Maiores quedas do Ibovespa

MBRF (MBRF3): maior pressão negativa do pregão
Brava Energia (BRAV3): entre as principais quedas
Natura (NATU3): segundo recuo após oito altas
Magazine Luiza (MGLU3): terminou a sessão no campo negativo

Petróleo fecha com leve valorização

Os preços internacionais do petróleo oscilaram pouco durante o dia.

O Brent para agosto subiu 0,32%, a US$ 71,80 por barril. O WTI avançou 0,16%, cotado a US$ 68,69.

Compradores aproveitaram os preços mais baixos para reforçar posições antes do fim de semana prolongado nos Estados Unidos. O mercado também continuou acompanhando as negociações diplomáticas envolvendo Washington e Teerã e os riscos para o transporte da commodity pelo Oriente Médio.

A pequena valorização do petróleo evitou uma pressão adicional sobre as ações brasileiras do setor, mas não foi suficiente para determinar a direção do Ibovespa.

Dólar chega a cair abaixo de R$ 5,16

O dólar comercial fechou praticamente estável, com baixa de 0,03%, a R$ 5,208.

A moeda atingiu R$ 5,159 na mínima, logo após a divulgação do relatório de emprego. Na máxima, chegou a R$ 5,219.

A forte recuperação ao longo da tarde acompanhou a piora das ações de tecnologia nos Estados Unidos e a reavaliação dos detalhes do payroll.

O índice DXY, que compara o dólar com seis moedas fortes, caiu 0,50%, aos 100,88 pontos. A queda global da divisa norte-americana foi mais intensa do que a registrada diante do real.

Fatores domésticos e a redução do volume antes do feriado norte-americano limitaram a valorização da moeda brasileira.

Dow Jones sobe, mas tecnologia pesa no Nasdaq

As bolsas de Nova York fecharam sem uma direção única.

O Dow Jones avançou 1,14%, beneficiado por empresas ligadas à economia tradicional. O S&P 500 encerrou praticamente estável, com queda de 0,01%.

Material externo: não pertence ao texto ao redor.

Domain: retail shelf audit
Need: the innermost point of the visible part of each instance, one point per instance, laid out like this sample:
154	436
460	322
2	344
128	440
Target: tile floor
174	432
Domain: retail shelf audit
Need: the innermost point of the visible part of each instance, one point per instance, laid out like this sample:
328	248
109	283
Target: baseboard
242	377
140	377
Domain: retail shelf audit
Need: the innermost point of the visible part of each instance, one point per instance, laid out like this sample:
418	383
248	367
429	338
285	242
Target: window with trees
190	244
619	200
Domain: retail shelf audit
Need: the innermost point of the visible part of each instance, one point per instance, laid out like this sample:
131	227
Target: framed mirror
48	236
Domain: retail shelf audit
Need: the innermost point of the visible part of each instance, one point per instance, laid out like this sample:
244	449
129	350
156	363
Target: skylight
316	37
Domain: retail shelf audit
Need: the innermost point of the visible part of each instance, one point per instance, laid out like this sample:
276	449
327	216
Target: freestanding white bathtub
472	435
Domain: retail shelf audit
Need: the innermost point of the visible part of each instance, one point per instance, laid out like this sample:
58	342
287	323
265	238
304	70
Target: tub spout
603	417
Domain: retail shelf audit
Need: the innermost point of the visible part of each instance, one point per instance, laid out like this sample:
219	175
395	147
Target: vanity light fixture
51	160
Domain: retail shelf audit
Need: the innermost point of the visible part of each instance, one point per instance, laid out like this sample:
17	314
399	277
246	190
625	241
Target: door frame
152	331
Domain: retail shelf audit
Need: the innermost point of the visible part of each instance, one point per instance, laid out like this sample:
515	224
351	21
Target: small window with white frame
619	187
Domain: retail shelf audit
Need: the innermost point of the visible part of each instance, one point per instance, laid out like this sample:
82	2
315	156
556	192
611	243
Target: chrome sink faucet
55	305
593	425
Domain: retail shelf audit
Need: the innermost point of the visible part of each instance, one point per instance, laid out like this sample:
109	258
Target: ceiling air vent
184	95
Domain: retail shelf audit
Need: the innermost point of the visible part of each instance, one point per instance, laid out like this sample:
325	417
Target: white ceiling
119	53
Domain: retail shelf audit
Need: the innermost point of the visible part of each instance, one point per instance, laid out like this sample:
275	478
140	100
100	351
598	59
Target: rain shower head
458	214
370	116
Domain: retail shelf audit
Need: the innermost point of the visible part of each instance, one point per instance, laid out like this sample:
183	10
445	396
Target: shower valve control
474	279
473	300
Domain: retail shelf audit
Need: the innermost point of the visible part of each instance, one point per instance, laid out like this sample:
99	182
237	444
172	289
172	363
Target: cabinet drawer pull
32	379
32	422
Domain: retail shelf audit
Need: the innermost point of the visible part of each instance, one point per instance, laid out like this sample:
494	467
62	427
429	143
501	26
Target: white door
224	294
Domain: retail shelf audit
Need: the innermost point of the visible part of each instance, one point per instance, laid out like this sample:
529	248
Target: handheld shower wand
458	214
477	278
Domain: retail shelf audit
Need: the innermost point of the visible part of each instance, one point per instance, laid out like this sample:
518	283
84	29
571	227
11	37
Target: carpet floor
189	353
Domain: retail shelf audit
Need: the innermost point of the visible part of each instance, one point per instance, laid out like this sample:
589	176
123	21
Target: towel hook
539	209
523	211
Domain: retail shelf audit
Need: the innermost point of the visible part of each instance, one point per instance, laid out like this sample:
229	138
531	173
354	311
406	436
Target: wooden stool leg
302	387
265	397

O Nasdaq recuou 0,80%, pressionado pelas ações de tecnologia e de fabricantes de semicondutores. A queda desses papéis foi determinante para a perda de força do Ibovespa durante a tarde.

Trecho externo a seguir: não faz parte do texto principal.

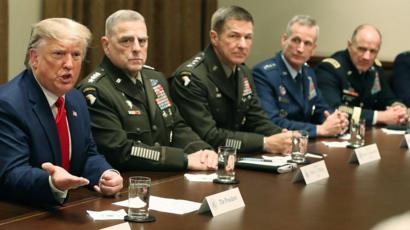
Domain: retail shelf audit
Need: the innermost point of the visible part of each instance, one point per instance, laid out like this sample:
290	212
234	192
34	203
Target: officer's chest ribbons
247	90
312	89
376	84
162	100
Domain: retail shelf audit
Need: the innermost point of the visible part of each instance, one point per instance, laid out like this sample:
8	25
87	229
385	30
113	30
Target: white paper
123	226
107	214
277	160
394	132
336	144
345	136
168	205
201	177
136	202
314	156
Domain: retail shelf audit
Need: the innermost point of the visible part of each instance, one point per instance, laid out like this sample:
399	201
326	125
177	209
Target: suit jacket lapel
44	115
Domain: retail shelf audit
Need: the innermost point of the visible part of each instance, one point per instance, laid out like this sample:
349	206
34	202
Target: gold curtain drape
4	25
177	29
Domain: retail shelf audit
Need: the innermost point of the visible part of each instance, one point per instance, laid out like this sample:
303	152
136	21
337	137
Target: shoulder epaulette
196	60
185	76
148	67
378	62
269	66
335	63
94	77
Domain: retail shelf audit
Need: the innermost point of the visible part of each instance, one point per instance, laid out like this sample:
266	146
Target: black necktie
299	82
141	92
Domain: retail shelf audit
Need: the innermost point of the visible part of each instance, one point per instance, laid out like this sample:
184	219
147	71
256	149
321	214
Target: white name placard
222	202
312	173
365	154
405	142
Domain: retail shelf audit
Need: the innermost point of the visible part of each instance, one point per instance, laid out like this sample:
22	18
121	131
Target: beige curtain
177	29
4	40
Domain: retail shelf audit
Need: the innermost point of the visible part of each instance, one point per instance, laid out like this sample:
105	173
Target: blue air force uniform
295	104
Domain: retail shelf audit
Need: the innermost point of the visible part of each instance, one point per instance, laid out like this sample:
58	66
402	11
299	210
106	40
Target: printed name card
405	142
365	154
312	173
222	202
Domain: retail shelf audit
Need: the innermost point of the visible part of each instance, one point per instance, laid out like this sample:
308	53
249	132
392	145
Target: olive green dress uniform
343	86
137	130
222	110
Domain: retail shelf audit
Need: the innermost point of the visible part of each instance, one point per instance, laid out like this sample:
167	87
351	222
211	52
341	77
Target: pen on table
318	154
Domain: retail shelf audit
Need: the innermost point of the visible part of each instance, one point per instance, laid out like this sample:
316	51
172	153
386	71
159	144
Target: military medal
312	90
246	87
376	85
282	90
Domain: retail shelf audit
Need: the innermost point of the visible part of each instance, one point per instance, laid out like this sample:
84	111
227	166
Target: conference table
353	197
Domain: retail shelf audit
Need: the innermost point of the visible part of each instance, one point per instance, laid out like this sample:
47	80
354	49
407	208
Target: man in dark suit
46	144
401	77
215	91
287	85
133	120
353	80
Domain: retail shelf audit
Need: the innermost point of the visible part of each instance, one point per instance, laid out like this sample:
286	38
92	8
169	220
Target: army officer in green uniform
216	95
133	120
355	79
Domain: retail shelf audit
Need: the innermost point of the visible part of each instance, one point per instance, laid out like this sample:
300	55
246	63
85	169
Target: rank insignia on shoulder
333	62
282	90
90	98
134	112
90	95
129	103
269	66
378	62
186	80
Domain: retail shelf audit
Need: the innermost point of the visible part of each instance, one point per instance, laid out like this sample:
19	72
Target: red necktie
61	122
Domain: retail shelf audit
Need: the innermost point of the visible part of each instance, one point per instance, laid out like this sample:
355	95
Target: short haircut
121	16
61	29
223	14
362	26
304	20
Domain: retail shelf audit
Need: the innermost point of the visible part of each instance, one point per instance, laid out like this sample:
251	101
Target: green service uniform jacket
133	130
223	111
342	84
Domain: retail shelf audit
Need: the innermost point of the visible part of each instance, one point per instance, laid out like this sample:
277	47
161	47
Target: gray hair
304	20
121	16
362	26
225	13
60	29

O relatório de emprego reduziu as apostas em uma alta imediata dos juros, mas não produziu uma melhora uniforme no mercado acionário norte-americano. Empresas que haviam acumulado forte valorização passaram por realização de lucros.

Feriado nos Estados Unidos deve esvaziar o próximo pregão

Os mercados norte-americanos não funcionarão na sexta-feira, 3 de julho, em razão do feriado do Dia da Independência.

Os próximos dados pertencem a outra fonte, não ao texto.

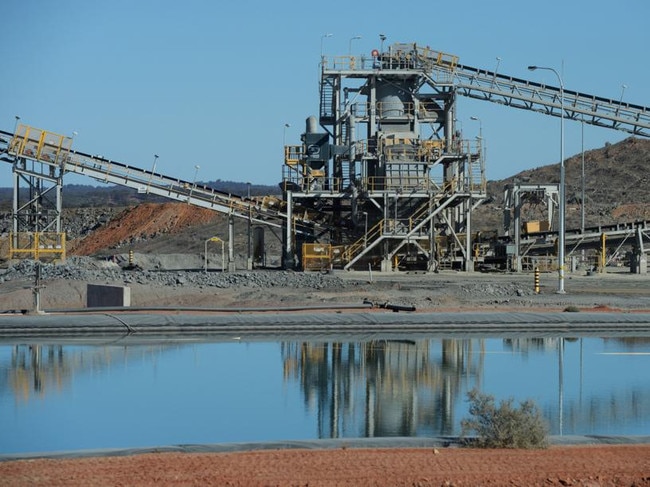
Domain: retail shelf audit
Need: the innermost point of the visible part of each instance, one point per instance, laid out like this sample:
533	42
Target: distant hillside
616	187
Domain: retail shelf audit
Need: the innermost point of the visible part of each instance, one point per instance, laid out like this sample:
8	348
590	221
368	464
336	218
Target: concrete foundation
98	296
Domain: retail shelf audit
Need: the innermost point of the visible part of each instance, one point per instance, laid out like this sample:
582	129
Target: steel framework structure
390	174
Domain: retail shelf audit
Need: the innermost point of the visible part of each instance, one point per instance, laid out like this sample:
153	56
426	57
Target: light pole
365	234
321	43
284	134
250	218
623	86
496	70
562	203
582	177
196	171
350	44
153	170
480	126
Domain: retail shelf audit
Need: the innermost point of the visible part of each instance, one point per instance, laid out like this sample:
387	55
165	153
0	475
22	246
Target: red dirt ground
145	220
620	465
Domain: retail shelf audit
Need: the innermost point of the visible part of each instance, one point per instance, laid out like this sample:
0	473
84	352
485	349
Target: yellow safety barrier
316	257
37	245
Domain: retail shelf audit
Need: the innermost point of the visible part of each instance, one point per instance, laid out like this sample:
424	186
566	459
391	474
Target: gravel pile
91	270
77	222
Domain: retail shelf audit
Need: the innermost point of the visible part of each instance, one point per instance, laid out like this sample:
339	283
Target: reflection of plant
504	426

A B3 terá negociação normal, mas a ausência de investidores e referências dos Estados Unidos tende a reduzir o volume financeiro. Pregões com liquidez menor podem ampliar oscilações provocadas por ordens pontuais.

No Brasil, a curva de juros, o câmbio e o ambiente político permanecerão no radar. Os investidores também acompanharão os preços das commodities e os próximos sinais sobre a condução da política monetária norte-americana.

Depois da reação inicial ao payroll, o mercado ainda precisará decidir se a desaceleração das contratações representa uma mudança consistente no mercado de trabalho ou apenas uma leitura isolada.